World Aquaculture Society Meetings


Elizabeth A. Fairchild* and Cem Giray
Department of Biological Sciences
University of New Hampshire
Durham, New Hampshire 03824

White worms, Enchytraeus albidus, are an attractive live feed for many cultured organisms including fresh and saltwater fishes. Historically, they were mass cultivated in the former U.S.S.R. to feed juvenile sturgeon. Now, they mostly are grown by aquarium hobbyists as a live feed for ornamental fishes or by biological supply companies for toxicology studies.

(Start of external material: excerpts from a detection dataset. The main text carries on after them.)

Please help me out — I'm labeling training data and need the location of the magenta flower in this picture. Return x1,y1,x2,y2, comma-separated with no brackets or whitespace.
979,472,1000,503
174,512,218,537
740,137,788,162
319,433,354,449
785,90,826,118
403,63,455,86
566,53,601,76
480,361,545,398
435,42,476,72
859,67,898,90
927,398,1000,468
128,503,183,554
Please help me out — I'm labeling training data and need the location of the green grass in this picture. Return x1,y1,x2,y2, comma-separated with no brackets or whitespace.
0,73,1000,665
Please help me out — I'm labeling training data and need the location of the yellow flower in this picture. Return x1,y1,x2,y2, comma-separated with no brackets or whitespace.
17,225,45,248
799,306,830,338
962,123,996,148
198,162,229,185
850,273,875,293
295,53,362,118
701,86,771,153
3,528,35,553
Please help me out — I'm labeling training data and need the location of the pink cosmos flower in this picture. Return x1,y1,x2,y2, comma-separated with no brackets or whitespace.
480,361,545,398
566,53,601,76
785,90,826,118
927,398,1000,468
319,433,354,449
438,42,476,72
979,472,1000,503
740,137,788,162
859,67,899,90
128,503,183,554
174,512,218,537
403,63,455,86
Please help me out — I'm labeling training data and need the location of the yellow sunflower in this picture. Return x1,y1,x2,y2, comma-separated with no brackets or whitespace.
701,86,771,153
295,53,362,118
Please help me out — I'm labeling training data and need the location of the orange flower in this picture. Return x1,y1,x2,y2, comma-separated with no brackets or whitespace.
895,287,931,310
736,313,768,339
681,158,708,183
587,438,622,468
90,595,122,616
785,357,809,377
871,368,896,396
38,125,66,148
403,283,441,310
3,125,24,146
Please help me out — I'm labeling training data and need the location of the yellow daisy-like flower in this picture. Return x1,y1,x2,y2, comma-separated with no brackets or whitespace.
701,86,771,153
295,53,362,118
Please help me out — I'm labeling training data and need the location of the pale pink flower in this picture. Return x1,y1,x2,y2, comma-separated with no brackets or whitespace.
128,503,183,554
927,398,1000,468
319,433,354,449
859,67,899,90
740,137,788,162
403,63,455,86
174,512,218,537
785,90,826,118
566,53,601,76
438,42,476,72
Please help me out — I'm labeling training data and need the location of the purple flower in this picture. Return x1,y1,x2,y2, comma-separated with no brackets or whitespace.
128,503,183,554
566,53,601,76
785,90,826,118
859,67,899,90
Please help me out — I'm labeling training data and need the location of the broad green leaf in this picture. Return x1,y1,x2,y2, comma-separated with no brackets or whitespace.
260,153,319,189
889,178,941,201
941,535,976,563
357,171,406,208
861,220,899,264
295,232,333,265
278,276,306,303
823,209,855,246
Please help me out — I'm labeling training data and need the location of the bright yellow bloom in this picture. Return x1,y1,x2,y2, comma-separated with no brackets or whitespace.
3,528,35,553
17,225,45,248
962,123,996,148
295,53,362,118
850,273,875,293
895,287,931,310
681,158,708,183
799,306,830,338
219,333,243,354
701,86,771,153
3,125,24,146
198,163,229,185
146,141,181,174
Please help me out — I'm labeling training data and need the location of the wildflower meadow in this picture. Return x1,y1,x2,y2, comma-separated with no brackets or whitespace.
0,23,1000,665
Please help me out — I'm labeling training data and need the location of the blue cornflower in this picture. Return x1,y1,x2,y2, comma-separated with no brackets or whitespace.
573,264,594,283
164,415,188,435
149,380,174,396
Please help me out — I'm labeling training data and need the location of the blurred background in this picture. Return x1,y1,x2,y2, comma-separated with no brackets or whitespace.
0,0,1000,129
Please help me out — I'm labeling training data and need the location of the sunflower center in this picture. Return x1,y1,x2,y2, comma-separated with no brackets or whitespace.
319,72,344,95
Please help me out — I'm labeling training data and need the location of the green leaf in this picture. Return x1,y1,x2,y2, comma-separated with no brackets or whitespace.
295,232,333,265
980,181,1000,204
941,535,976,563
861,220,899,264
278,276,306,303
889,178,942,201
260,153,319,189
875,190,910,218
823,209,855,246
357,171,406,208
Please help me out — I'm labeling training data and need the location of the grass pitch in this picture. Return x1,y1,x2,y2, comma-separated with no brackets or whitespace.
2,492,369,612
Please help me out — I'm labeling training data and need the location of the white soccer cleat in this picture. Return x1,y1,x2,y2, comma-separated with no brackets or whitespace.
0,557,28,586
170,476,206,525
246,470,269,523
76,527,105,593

There is no standardized culture method for white worms. Currently, they are grown in terrestrial systems, typically in soil, and are fed a variety of commercial waste by-products including, but not limited to, brewery grains, coffee grinds, stales (old bakery products), algae, and produce. Many fish farmers are interested in assessing the suitability of white worms as a live feed in their hatcheries, however, they express concerns about bio-security and what pathogens the worms may harbor. Because standard protocols for proper bio-security measures for white worms had not been established, the worms and culture medium were screened for a wide panel of aquatic animal pathogens, as well as several of human health concern. Targeted agents included viral, bacterial, and parasitic organisms associated with freshwater and marine finfish and crustacean species. Thus far, no targeted agents have been detected by either culture or molecular assays, indicating white worms may be a safe source of live feed for aquaculture.